Research > Zero-Day Tracker > 20130828
iOS and OS X Unicode Core Text Remote Denial of Service
iOS 6 and OS X 10.8
A remotely exploitable denial of service condition exists when parsing a specific Unicode character sequence (Arabic: \u062E \u0337\u0334\u0310\u062E). The latest versions of OS X and iOS are affected. Core Text, which is utilized by Apple operating systems, handles the displaying of text and font. A segmentation fault is triggered when handing the aforementioned Unicode string, causing software utilizing Core Text to crash or quit ungracefully. This can be used by attackers to take down large numbers of iOS devices in crowded areas by broadcasting SSIDs that contain the malicious Unicode sequence. Additionally, this was used in the wild on Twitter and Facebook to crash OS X web browsers and iOS applications that interact with Twitter and Facebook.
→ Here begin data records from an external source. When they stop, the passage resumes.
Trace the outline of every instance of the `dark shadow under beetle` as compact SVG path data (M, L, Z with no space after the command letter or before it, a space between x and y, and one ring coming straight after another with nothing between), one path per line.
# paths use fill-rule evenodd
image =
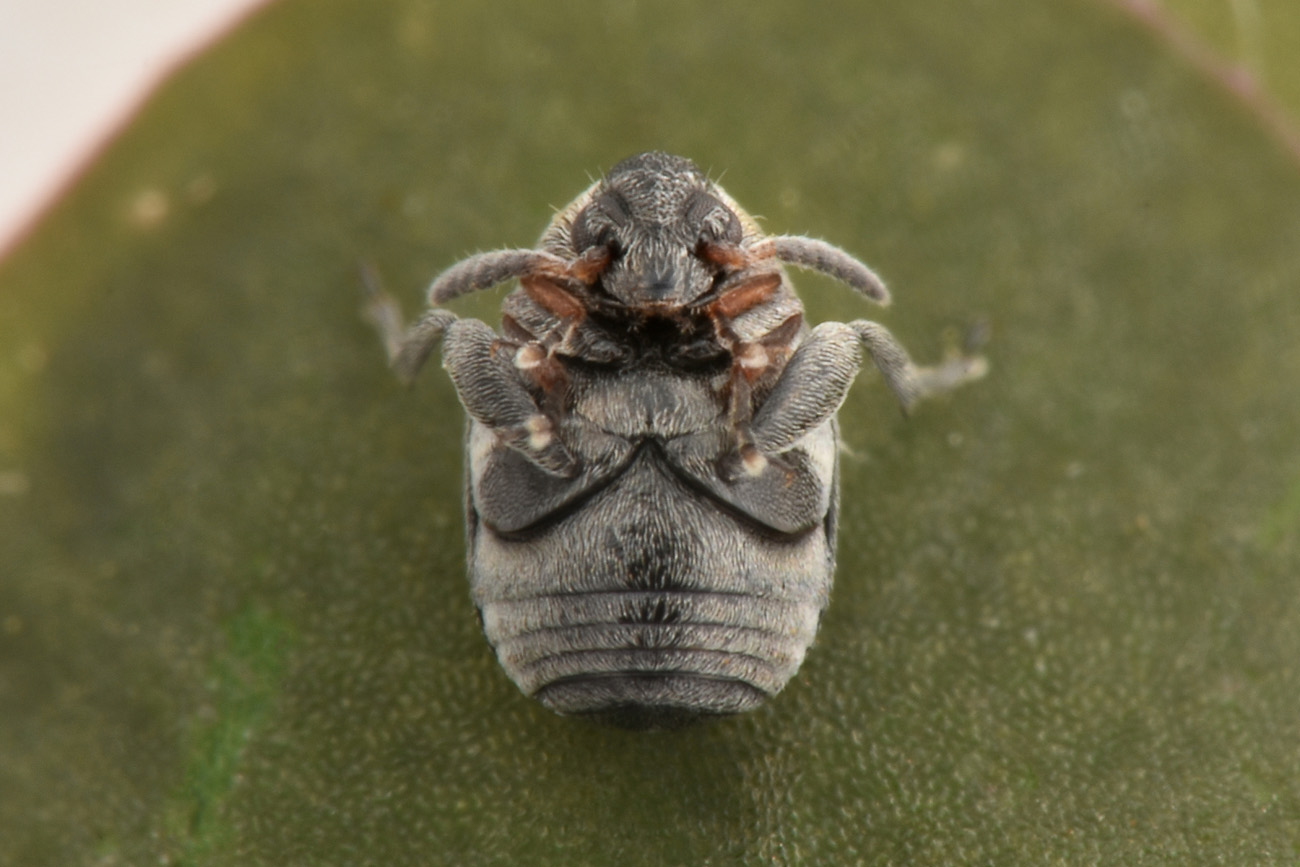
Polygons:
M970 356L918 367L865 319L809 329L783 263L889 302L843 250L766 236L692 162L645 153L537 249L449 268L409 329L372 290L402 379L442 343L470 416L474 602L552 710L668 727L779 692L830 593L835 413L862 349L904 408L983 375ZM441 307L514 278L501 334Z

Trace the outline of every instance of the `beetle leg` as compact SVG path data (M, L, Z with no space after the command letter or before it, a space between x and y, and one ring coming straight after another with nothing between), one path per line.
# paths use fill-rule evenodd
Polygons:
M577 460L556 435L557 416L539 407L529 393L520 374L519 353L502 351L513 349L516 343L501 340L477 319L459 319L450 310L437 307L425 311L409 329L404 328L397 302L379 288L373 274L364 276L369 296L366 318L379 330L389 363L404 382L414 378L441 341L443 367L474 419L546 472L565 477L577 474ZM520 351L531 345L525 344Z
M752 436L762 454L778 455L840 408L862 365L853 329L823 322L799 348L754 414Z
M556 342L552 335L547 335L519 346L511 355L515 369L541 392L542 408L553 418L563 412L569 388L569 371L554 355Z
M428 361L447 328L456 321L456 314L435 307L426 310L414 325L407 328L403 324L400 305L379 286L374 272L363 268L361 276L366 291L365 317L379 331L388 352L389 366L402 382L410 383Z
M575 275L585 275L584 261L579 259L575 263ZM608 261L608 255L604 261ZM588 263L586 267L593 266ZM587 309L573 293L548 277L528 275L519 283L528 297L554 316L556 322L540 338L534 337L519 348L514 358L515 366L541 390L544 407L558 418L564 409L569 372L556 356L572 349L574 336L587 316Z
M731 378L726 393L730 395L730 414L733 421L748 418L750 383L767 368L765 347L754 341L741 339L731 322L747 310L767 303L781 285L781 275L775 272L746 279L728 289L713 301L705 312L713 322L718 344L731 353ZM797 326L796 326L797 327Z
M724 291L706 309L714 322L730 321L747 310L766 304L780 288L780 273L756 274Z
M862 348L879 368L904 412L923 398L978 379L988 369L983 358L970 356L919 367L882 325L865 319L823 322L795 350L754 414L751 435L761 453L780 454L830 421L861 368Z
M558 416L534 400L519 353L502 351L511 346L477 319L459 319L447 330L442 364L470 416L548 473L572 477L578 461L560 440Z
M426 311L409 329L402 323L401 308L379 286L373 269L362 267L362 282L367 302L366 318L378 329L389 364L404 381L410 382L428 360L443 333L456 321L456 316L438 306L480 289L488 289L507 280L520 278L530 295L537 298L533 289L545 295L542 306L553 310L561 319L576 322L584 309L581 302L561 287L561 283L589 284L609 266L612 254L608 249L588 251L572 262L542 250L493 250L479 253L452 265L443 271L429 286L429 304ZM555 308L561 309L555 309ZM565 333L567 340L572 328ZM557 342L557 341L552 341ZM553 350L547 347L547 357Z
M770 301L780 288L781 279L781 274L775 271L745 278L706 308L718 343L731 353L731 375L722 394L727 403L729 426L735 432L736 451L750 472L762 471L762 455L756 450L750 433L754 392L762 380L784 363L790 342L802 327L803 316L789 317L758 340L741 339L732 327L732 320Z
M918 401L952 391L988 372L983 356L954 355L940 364L919 367L908 357L907 350L894 339L885 326L866 319L855 319L848 327L871 355L885 384L909 411Z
Facebook has blocked the Unicode string from being disseminated.
Denial of Service
Attackers may leverage this vulnerability to cause iOS applications, such as Messages and Twitter, to crash by Tweeting the malcious string, or sending SMS and iMessages to iOS devices. Additionally, attackers may name WFfi access points (SSIDs) using the malicious Unicode string, causing nearby iOS devices to reboot and OS X machines to experience application instability or system instability when the malicious SSID is displayed on screen (when joining WiFi networks, or after enabling WiFi).
No mitigations currently available at this time.
BeyondTrust's Retina® Network Security Scanner scans devices to detect for this vulnerability.
31196 - Apple Mac OS X 10.9 Update - (20131022)
31405 - Apple iOS 7 Update (20130918)
2013-08-28: Vulnerability publicly disclosed.